Let $\vartheta(z)=\sum_{n\in Z}e^{\pi \mathrm{i}n^2z}$ I want to show that $$(\vartheta\left(\frac{z}{4}\right)-\vartheta(z))=\sum_{n \in \mathbb{Z}}e^{\pi\mathrm{i}(n+1/2)^2z}$$ After using the hint.

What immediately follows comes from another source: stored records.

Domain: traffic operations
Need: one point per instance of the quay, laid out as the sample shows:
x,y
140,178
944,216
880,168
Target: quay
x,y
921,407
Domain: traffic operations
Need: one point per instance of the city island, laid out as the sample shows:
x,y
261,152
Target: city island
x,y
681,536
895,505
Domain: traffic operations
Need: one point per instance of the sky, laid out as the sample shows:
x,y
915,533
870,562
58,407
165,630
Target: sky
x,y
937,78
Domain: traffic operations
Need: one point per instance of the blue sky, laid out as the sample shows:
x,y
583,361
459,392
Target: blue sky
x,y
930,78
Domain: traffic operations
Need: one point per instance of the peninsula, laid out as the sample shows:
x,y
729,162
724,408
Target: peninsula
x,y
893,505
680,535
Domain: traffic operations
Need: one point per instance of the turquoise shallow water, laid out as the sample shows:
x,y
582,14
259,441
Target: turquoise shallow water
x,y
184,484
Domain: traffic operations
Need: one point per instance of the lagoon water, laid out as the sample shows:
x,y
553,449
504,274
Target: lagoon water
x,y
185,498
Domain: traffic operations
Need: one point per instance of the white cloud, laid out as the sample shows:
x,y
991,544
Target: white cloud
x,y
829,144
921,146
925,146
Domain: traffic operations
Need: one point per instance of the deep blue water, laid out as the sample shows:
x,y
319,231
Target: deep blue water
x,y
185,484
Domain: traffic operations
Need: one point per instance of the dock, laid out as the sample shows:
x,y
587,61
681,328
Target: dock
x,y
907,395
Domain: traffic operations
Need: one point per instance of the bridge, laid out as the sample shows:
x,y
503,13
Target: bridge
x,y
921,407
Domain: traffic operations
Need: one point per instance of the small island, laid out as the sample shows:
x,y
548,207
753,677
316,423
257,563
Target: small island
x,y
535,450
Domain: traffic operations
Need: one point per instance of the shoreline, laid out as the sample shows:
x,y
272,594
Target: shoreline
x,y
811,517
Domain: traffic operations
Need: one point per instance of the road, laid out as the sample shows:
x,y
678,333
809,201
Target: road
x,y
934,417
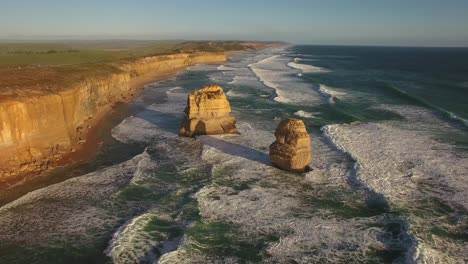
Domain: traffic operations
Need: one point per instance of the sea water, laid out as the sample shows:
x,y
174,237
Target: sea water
x,y
389,140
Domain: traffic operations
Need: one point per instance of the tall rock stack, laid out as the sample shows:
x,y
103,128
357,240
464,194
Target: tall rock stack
x,y
291,151
208,113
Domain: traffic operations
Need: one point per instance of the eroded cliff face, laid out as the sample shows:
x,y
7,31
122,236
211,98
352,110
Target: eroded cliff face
x,y
36,131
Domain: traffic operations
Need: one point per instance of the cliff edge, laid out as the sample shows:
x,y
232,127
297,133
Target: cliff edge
x,y
39,126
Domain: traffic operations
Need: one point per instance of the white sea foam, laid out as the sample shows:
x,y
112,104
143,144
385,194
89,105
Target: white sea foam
x,y
72,208
304,114
273,72
132,243
305,68
401,160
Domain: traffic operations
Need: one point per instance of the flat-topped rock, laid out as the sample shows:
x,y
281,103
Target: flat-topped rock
x,y
208,113
291,151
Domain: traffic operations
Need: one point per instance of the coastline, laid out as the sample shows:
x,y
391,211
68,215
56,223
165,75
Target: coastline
x,y
85,142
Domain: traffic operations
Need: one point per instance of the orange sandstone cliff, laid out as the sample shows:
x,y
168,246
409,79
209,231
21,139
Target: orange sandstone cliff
x,y
38,127
208,113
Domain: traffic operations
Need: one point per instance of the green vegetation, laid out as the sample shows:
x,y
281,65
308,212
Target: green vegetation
x,y
102,51
222,239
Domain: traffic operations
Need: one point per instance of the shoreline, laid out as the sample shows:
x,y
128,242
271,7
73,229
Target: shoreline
x,y
88,140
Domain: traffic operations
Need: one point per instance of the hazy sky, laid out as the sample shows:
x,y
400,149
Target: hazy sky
x,y
368,22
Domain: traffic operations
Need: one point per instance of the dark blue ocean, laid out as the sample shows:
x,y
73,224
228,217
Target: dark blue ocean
x,y
389,181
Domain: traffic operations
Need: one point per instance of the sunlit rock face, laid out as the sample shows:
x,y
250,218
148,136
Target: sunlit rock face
x,y
291,151
208,113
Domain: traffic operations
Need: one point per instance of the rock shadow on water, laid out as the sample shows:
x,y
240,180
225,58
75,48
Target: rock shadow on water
x,y
235,149
167,122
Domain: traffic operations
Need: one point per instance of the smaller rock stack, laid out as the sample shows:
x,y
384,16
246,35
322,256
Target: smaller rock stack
x,y
291,151
208,113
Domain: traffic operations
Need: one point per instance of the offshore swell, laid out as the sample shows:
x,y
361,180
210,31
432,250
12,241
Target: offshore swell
x,y
389,187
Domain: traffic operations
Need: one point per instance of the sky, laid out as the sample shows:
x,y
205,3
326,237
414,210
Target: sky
x,y
336,22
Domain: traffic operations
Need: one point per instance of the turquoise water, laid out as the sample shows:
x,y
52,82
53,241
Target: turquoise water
x,y
388,181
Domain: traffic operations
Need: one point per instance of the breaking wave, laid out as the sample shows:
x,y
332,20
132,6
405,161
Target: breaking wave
x,y
305,68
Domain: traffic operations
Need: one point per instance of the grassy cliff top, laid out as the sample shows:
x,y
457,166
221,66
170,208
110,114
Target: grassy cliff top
x,y
35,68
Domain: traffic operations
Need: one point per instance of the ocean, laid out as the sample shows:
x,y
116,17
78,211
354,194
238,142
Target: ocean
x,y
389,129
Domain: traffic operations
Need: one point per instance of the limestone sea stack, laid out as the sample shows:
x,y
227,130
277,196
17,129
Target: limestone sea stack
x,y
208,113
291,151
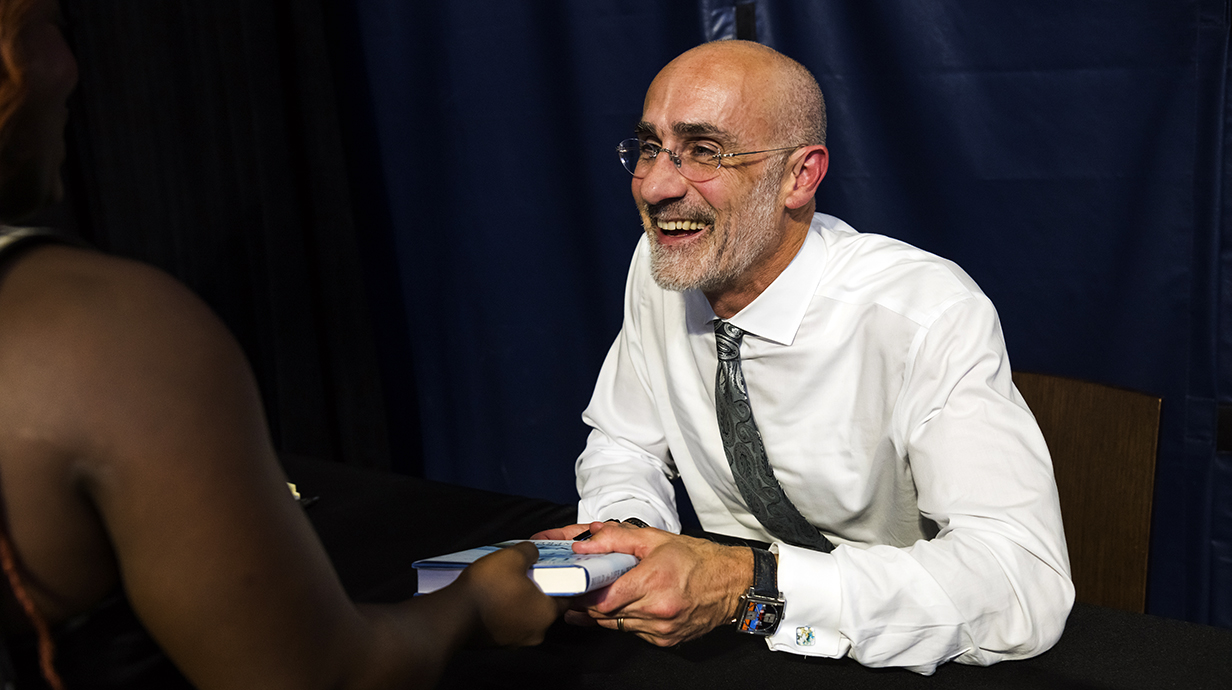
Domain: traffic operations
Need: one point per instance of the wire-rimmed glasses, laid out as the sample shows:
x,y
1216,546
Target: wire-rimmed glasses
x,y
699,162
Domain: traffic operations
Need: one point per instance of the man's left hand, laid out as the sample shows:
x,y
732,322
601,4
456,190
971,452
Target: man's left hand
x,y
681,588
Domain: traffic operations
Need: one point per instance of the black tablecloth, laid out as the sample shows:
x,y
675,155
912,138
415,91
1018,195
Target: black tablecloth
x,y
375,525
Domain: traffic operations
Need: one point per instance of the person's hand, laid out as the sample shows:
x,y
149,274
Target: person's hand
x,y
681,588
561,534
511,609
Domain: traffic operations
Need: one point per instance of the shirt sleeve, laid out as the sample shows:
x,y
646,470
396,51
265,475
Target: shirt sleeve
x,y
626,468
994,582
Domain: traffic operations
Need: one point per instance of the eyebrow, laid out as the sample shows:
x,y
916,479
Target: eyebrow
x,y
644,128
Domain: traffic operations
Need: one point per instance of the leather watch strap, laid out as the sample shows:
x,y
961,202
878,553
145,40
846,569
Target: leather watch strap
x,y
765,573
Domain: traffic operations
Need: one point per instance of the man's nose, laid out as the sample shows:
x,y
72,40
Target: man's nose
x,y
663,181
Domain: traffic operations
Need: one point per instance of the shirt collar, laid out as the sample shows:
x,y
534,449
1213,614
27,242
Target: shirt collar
x,y
778,312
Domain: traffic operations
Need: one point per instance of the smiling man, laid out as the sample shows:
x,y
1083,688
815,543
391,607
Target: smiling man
x,y
843,397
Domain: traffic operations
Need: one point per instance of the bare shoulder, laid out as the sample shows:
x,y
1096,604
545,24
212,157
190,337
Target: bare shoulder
x,y
115,380
96,348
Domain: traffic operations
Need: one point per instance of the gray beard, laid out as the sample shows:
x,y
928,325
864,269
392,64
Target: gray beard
x,y
728,251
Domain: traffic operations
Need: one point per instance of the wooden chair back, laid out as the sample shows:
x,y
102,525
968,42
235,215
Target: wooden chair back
x,y
1103,441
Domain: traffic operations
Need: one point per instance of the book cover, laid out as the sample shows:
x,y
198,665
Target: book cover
x,y
559,572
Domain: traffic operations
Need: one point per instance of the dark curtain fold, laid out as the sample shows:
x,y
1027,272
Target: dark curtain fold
x,y
205,139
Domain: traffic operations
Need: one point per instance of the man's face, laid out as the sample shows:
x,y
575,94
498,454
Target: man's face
x,y
707,235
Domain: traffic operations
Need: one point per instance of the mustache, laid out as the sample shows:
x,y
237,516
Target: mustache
x,y
678,210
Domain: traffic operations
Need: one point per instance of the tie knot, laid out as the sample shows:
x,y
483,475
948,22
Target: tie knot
x,y
727,339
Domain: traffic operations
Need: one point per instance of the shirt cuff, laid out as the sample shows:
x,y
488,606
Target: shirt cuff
x,y
813,603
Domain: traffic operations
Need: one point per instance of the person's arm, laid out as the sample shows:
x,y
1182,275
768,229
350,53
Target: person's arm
x,y
994,582
625,470
158,410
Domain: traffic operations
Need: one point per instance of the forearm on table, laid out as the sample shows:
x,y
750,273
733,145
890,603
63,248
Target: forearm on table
x,y
923,605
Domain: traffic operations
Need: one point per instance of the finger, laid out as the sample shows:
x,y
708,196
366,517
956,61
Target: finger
x,y
527,551
625,539
561,534
579,619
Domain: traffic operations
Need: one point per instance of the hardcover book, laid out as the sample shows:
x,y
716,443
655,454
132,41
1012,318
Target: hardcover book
x,y
559,572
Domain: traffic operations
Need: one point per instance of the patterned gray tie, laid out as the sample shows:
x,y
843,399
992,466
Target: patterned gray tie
x,y
747,455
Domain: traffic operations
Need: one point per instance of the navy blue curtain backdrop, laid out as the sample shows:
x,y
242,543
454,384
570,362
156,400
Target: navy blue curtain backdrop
x,y
1069,154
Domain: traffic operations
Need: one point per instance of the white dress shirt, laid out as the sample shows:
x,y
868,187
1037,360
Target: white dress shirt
x,y
879,380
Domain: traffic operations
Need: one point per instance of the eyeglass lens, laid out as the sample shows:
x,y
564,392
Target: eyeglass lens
x,y
697,163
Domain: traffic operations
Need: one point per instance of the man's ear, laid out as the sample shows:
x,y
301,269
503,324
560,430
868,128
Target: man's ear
x,y
806,173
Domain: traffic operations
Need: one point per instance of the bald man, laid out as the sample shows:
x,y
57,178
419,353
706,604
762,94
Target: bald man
x,y
922,519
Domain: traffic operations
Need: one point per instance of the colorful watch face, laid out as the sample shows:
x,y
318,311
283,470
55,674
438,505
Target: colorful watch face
x,y
759,617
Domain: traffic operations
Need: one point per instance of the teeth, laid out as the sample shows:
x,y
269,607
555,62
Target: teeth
x,y
680,226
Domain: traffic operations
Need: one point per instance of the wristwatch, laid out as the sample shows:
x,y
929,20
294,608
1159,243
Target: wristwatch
x,y
760,609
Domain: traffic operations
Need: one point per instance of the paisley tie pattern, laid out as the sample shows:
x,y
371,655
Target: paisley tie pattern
x,y
745,452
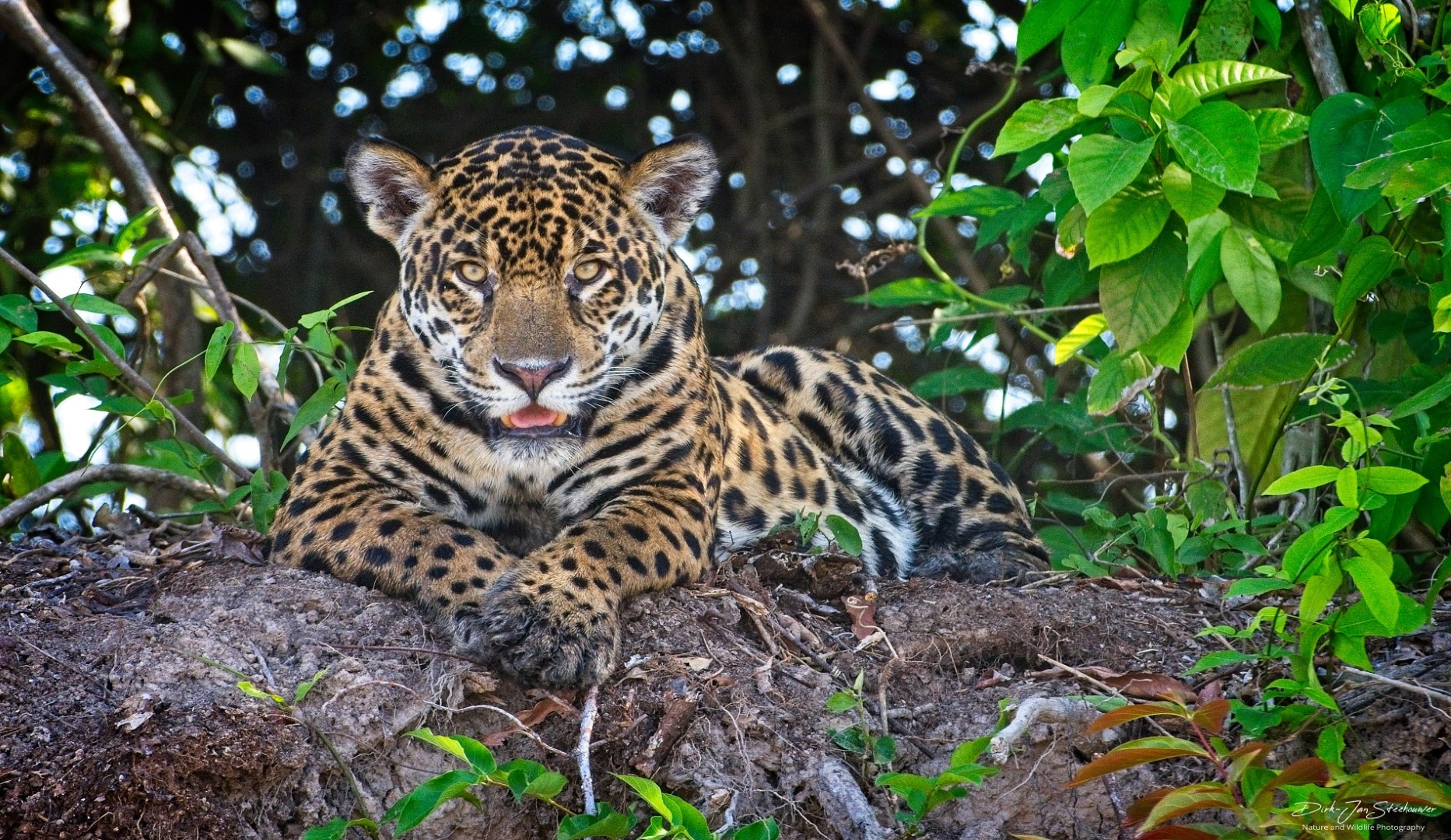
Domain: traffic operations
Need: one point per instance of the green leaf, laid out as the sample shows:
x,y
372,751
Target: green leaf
x,y
305,687
216,350
1080,335
955,380
546,786
19,310
1424,399
1207,79
50,341
1424,140
268,491
251,55
317,407
845,533
1392,481
87,253
1096,99
321,317
1218,141
246,369
1139,295
1251,276
978,202
1256,586
759,830
604,823
1276,360
1278,128
912,292
135,228
1321,231
1345,131
1302,479
1370,263
1043,23
1376,588
426,798
1192,196
1119,379
1036,121
1125,226
25,476
1100,166
1225,28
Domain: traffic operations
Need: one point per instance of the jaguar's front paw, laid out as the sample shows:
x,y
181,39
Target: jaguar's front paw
x,y
541,640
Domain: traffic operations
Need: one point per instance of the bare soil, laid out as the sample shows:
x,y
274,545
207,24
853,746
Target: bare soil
x,y
121,720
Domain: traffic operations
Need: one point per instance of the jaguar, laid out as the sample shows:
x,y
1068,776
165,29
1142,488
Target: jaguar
x,y
538,432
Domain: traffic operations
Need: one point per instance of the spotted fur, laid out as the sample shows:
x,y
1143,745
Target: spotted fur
x,y
537,431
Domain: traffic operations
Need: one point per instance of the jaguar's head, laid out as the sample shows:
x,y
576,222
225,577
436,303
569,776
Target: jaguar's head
x,y
536,269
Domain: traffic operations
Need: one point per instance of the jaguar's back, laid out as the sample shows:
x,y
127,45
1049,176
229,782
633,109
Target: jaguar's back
x,y
538,432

\begin{align*} \vartheta\left(1-\frac{1}{z}\right)&=\sqrt{\frac{z}{i}}\left(\vartheta\left(\frac{z}{4}\right)-\vartheta(z)\right)=\sqrt{\frac{z}{i}}\sum_{n \in \mathbb{Z}}e^{\pi\mathrm{i}(2n)^2(z/4)}+e^{\pi \mathrm{i}(2n+1)^2(z/4)}-e^{\pi \mathrm{i}n^2z}\\&=\sqrt{\frac{z}{i}}\sum_{n \in \mathbb{Z}}e^{\pi \mathrm{i}n^2z+\pi \mathrm{i}nz+\pi \mathrm{i}(z/4)}=\sqrt{\frac{z}{i}}\sum_{n \in \mathbb{Z}}e^{\pi\mathrm{i}(n+1/2)^2z}. \end{align*}
HINT:
Write $$\Theta(z/4)=\sum_{n\in \mathbb{Z}}\left( e^{i\pi (2n)^2(z/4)}+e^{i(2n+1)^2(z/4)}\right)$$in terms of even and odd terms.